Sat.1 bietet UMTS-Stick an

Der Fernsehsender Sat.1 bietet ab sofort unter eigener Marke einen UMTS-Surfstick und Prepaid-Tarife für die mobile Internetnutzung an. Der SAT.1 WEB STICK selbst kostet 29,95 Euro, wobei ein Startguthaben in Höhe von 10 Euro enthalten ist. Der UMTS-Stick unterstützt Datenverbindungen mit maximal 3,6 MBit/s im Downstream, wobei das Mobilfunknetz von Vodafone genutzt wird.

Mit Sat.1 nutzt nach N24 und ProSieben ein dritter TV-Sender aus der ProSiebenSat.1-Gruppe die eigene Markenbekanntheit und freie Werbeplätze zur Vermarktung mobiler Internetzugänge. Der SAT.1 WEB STICK wird für 29,95 Euro verkauft, wobei man 10 Euro Startguthaben für Bestellungen bis zum 22. Juli erhält. Der UMTS-Stick ermöglicht dank HSDPA Geschwindigkeiten von bis zu 3,6 MBit/s im Downstream, in der Gegenrichtung beträgt die maximale Bandbreite 384 kBit/s. Das Mobilfunkangebot von Sat.1 basiert auf dem Netz von Vodafone.

Das neue Mobilfunkangebot von Sat.1 lässt die Wahl zwischen zwei volumenbasierten Monatsflatrates, einem Stundentarif sowie einem 12 Stunden-Tarif. Außerdem stehen zwei Tarife für die Nutzung im Ausland zur Verfügung. Interessant ist vor allem das Surf-Paket Light für 9,99 Euro, um das Internet einen ganzen Monat lang nutzen zu können.

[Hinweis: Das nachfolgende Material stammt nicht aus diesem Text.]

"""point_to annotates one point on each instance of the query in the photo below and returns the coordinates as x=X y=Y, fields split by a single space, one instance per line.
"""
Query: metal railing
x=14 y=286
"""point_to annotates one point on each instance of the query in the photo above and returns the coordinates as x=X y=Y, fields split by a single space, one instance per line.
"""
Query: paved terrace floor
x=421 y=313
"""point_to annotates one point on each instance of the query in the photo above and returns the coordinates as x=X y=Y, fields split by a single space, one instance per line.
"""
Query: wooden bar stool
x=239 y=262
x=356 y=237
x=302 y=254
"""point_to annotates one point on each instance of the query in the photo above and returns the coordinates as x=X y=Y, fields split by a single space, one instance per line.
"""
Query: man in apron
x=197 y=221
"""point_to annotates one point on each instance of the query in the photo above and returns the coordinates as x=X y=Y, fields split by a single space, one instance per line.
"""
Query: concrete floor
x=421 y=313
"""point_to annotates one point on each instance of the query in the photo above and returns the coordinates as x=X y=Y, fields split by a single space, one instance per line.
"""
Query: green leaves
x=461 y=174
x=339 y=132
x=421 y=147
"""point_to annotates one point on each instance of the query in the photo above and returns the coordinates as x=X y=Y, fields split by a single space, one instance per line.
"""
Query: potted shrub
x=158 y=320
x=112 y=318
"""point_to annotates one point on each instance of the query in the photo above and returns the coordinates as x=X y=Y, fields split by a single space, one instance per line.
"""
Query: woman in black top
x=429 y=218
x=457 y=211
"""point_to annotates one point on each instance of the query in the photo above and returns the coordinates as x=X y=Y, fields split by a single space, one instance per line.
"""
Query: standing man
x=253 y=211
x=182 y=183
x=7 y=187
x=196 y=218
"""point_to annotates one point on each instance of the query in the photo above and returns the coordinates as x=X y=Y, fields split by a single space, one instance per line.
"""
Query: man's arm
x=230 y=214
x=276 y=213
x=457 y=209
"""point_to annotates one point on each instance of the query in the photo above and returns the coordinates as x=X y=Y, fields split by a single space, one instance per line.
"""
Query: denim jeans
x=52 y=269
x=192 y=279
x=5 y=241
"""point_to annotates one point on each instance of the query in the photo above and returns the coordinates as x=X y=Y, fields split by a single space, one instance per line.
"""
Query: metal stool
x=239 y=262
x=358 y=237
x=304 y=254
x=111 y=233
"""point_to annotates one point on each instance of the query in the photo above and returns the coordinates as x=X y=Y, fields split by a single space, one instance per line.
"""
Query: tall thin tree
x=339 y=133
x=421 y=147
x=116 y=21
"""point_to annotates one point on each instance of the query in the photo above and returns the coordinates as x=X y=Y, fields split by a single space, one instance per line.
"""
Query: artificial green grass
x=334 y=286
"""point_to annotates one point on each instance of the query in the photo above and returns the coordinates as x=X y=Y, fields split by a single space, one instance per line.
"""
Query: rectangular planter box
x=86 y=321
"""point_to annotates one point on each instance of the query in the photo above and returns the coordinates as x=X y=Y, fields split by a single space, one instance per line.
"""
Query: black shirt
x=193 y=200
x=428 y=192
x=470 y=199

Allerdings stehen nur 500 MB Traffic zur Verfügung, was je nach Art der Nutzung vollkommen ausreichend oder viel zu wenig sein kann. Wie weit man mit 500 MB kommt, erklärt Sat.1 auf einer eigenen Webseite.

Positiv: „Für absolute Transparenz sorgt dabei eine Balkenanzeige, die das verbrauchte Volumen jederzeit übersichtlich dokumentiert. Das Besondere: Keine Grundgebühr, keine Vertragsbindung, kein Mindestumsatz, kein Abo – der Nutzer hat die volle Kostenkontrolle“, hebt SevenOne Intermedia im Pressetext hervor.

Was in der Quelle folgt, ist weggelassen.